Ayla KAYMAZ

Hoşgeldin Yaz

Ayla KAYMAZ

Hoşgeldin beyaz keten elbisem!
Saracak mısın bedenimi yumuşacık,
Uçuşacak mısın tatlı yaz akşamı rüzgarlarında,
Süpürecek misin yerleri usul usul.
Hangi coğrafyanın tozu bulanacak acaba bu yıl etek uçlarıma. 

Hoşgeldin mis kokulu sardunya!
Saracak mısın damı, balkonu,
Yarışacak mısın asma yaprağıyla,
Bastırabilecek misin o hınzır limonun kokusunu,
Bak daha anlatırken içime doldu.
Koymuş mudur Ferdi baba iç baklaları enginar çanağına,
Süslemiş midir dereotuyla tepesini.
O tuzlu melteme, yüzüme vuran nahoş yosun kokusuna bak sen başladı dansa zihnimde.

Sana da selam olsun,
Yaz deyip gözümüzü kapatınca hemen beliren Arnavut kaldırımlı, pembe  begonvillerin aheste aheste doladığı taş ev,
Sizleri de unutmadım üzüm bağları, tütün tarlaları,
Yel değirmenleri, damla sakızı ağaçları.
Damla sakızlı Türk kahvesi , buz gibi bardağın içine macunu yanında, tadı damağımda…

Sana da selam olsun komşu!
Partenon, Erekhtheion, Akropolis, Meteora, Hephaestus Tapınağı, Delphi Harabeleri, Epidaurus Antik Tiyatrosu...
Ama tutuşmayalım kimin o baklava.
Senin olsun, benim olsun, bizim olsun.
Orta yol bulunsun ver bir melomakarona…

Sana da selam olsun pembe domates, bal karpuz.
Kabak çiçeği dolması, börülcesi…
Körfezin dalgın, durgun sularını bile harekete geçirir 
O şirin ortancalar, şakayıklar.
Ben sana dargın sen bana küs,
Boş ver geride kaldı o yağan yağmur, basan sis…
Tadını çıkarmak gerek; terliğe yapışan kumun, dudakta kalan tuzun.
Keyfine varmak gerek içine damlayan güneşin, huzurun.

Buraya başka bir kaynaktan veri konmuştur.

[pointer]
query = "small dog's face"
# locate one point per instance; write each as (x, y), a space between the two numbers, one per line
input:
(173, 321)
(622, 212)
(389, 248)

Kimseye söyleme o iğde kokulu masumiyetini,
Çırp camından lavanta kokulu şilteleri 
Salıver; o acıyı, çaresizliği, dolu taşkın kimsesizliği,
Yaz kapıda; lakerda mor soğan tabakta.

Şimdi hiç susmayacak cırcır böceği,
Geceleri dertleşecek çekirgeyle.
Sen inat etsen de bastıracak iç sesini.
Dur diyecek; bugünde dur, anda şu anda dur.
Dünü ve yarını düşünerek gecen onca zamana bir nanik yapta dur.
Bak, şu ana, etrafına…
Kaçırma bu yazı da diyecek. 

Kaçırma…
Belki evde balkonda, ya da tarla da sıcağın altında, kim bilir kızgın kumlardan serin sulara belki her neyse ne kaçırma.
Bir avuç yaz kokusu, bir ikindi ezanı, bir çimen yeşilinde ekmek üstü salçayı,
Karıncayı, marulu, kantaronu,
Her nasılsa yaz senin oralarda dur ve soluklan.